The moment functioned like something of a bridge from a campaign that had just ended to one that was just getting started. In less than a day, a rush of rapid-fire endorsements and a fundraising windfall seemed to silence any serious challenge to Harris taking over Biden’s mantle. Her campaign, which began calling itself “Team Harris,” says it brought in $81 million in fundraising over those first 24 hours, and signed up 28,000 new campaign volunteers.
By Monday afternoon, former House Speaker Nancy Pelosi, an influential figure among Democrats who had notably not joined in the wave of endorsements on Sunday, broke her silence and said she had “full confidence” Harris would lead Democrats “to victory in November.” Across much of the party’s leadership, it was a signal that a nomination fight had become increasingly unlikely.
Before her nomination is official, Harris will have to work to ensure she has the votes of 1,976 convention delegates. “It is my intention to go out and earn this nomination, and to win,” Harris told her campaign staff. She previewed the twin engines of her message: Prosecuting the case against Donald Trump and painting for voters a vision for the country that expands rights and access to prosperity beyond the wealthy.
She said in her long career as a prosecutor, she’s taken on perpetrators of all kinds: "Predators who abused women, fraudsters who ripped off consumers, cheaters who broke the rules for their own gain," she said. "So hear me when I say, I know Donald Trump’s type."
Harris reviewed at length how her prosecutorial record lined up with Trump’s history of legal troubles. She said she’d prosecuted sexual assaults, and noted “Donald Trump was found liable by jury for committing sexual abuse.” She said she’d won cases against for-profit colleges and Trump’s own Trump University was forced to pay a multi-million dollar settlement. She said she’d won judgments against big banks for fraud in the wake of the foreclosure crisis, and a New York jury convicted Trump of fraud.
“This campaign is not just about us versus Donald Trump,” she said, and someone in the room shouted, “Preach!”
Harris then transitioned to the thrust of her policy argument. “Donald Trump wants to take our country backward to a time before many of our fellow Americans had full freedoms and rights,” she said. “We believe in a brighter future that makes room for all Americans,” she said.
A Harris administration, she said, would be designed to usher in “a future where no child has to grow up in poverty,” where more people can buy a home and build wealth, and where there is expanded access to family leave and affordable child care. She said she would fight to build a country where “the government should not be telling a woman what to do with her body,” vowing to sign a bill to protect access to abortion if voters elect enough Democrats to control the House and Senate.
She presented the election as a choice between two visions for the country: “A country of freedom, compassion, and rule of law, or a country of chaos, fear and hate.”

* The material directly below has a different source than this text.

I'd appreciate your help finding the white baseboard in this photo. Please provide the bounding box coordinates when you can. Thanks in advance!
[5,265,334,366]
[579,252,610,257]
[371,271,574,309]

The speech was the capstone of a whirlwind two days for Harris, who began work on her campaign launch midday Sunday, moments after Biden called her and told her he was dropping out of the race and endorsing her. It was the weekend and she was at home in the Vice President’s house on Observatory Hill in Washington, D.C., so she didn’t bother changing out of her Howard University hoodie and sneakers as she pulled the levers of political power she would need to take command of the Democratic Party. Over the next 10 hours, she spoke with over 100 Democratic power players, governors, union leaders, lawmakers, and organizers, according to a person familiar with her day.
The flurry of calls started to pay off almost immediately, as several of her would-be rivals for the top job came out and endorsed her, including Transportation Secretary Pete Buttigieg, and Governors Roy Cooper of North Carolina and Gretchen Whitmer of Michigan and J.B. Pritzker of Illinois. At campaign headquarters Monday, Harris announced that she had asked Biden campaign chair Jen O’Malley Dillon to continue as head of the Harris campaign.
In the coming weeks, Harris faces a formidable to-do list. She has to wrangle Biden’s sprawling campaign apparatus under her control. She has to lock down the support of delegates before the party’s convention starts on August 19. She has to pick a running mate. And she needs to win over an influential contingent of the Democratic Party who remain convinced she lacks the political acumen to defeat Trump. Already, some of those doubters were impressed by what they’ve seen so far.